A formerly cross-continental & cross-apartmental, now cross-town discussion on film featuring Owen and Matt

Sunday, October 18, 2009

"A Serious Man": First Thoughts



This won't be a full-blown review, analysis, or treatise, but just an initial thought or two about A Serious Man (trailer) while it's fresh on my mind.

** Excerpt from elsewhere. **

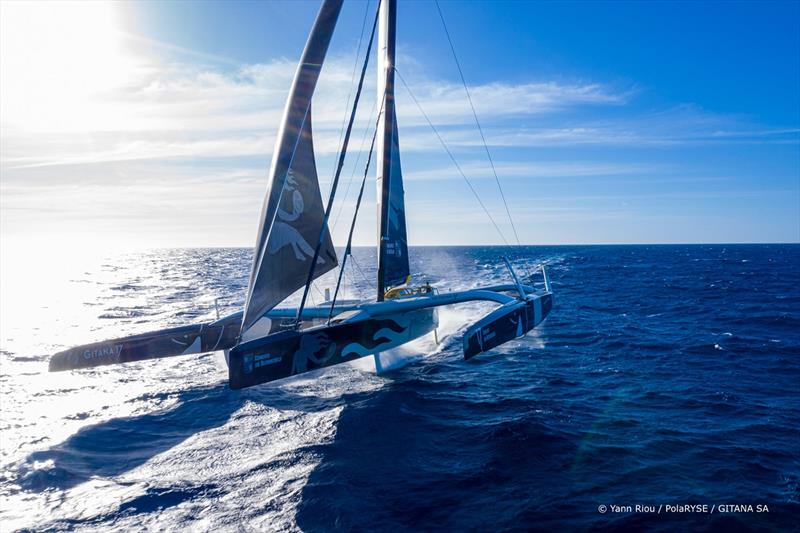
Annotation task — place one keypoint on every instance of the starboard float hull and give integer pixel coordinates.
(289, 353)
(508, 322)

Maybe the "first rabbi," Rabbi Scott (Simon Helberg), is right. Maybe it is all about perspective after all. That's my impression, at least right now, about what the film's abrupt, Sopranos-esque ending. Young Danny Gopnik (Aaron Wolff) spends the whole film worrying about preparing for his bar mitzvah, evading a beating from Mike Fagle (Jon Kaminski), and getting his head set back. In the end, however, he's left staring at a tornado a couple of blocks away and getting closer, as the Hebrew school teacher struggles to unlock the door to the basement. At the same moment, his father Larry (Michael Stuhlbarg) finds out the results, unspoken but undoubtedly bad, of the medical tests he took at the beginning of the film. In the face of serious illness or even of death, everything we've seen him enduring over the course of the film—divorce, Sy Ableman, tenure, Uncle Arthur's cyst, the Jolly Roger, "culture clash" with Clive Park, the neighbor's mowing habits, unwanted mail-order records, Mrs. Samsky, the goy's teeth, and F Troop—pales in comparison. Both father and son have worried about a multitude of problems that, in those final moments, suddenly shrink to insignificance in the face of impending death. Now that's perspective.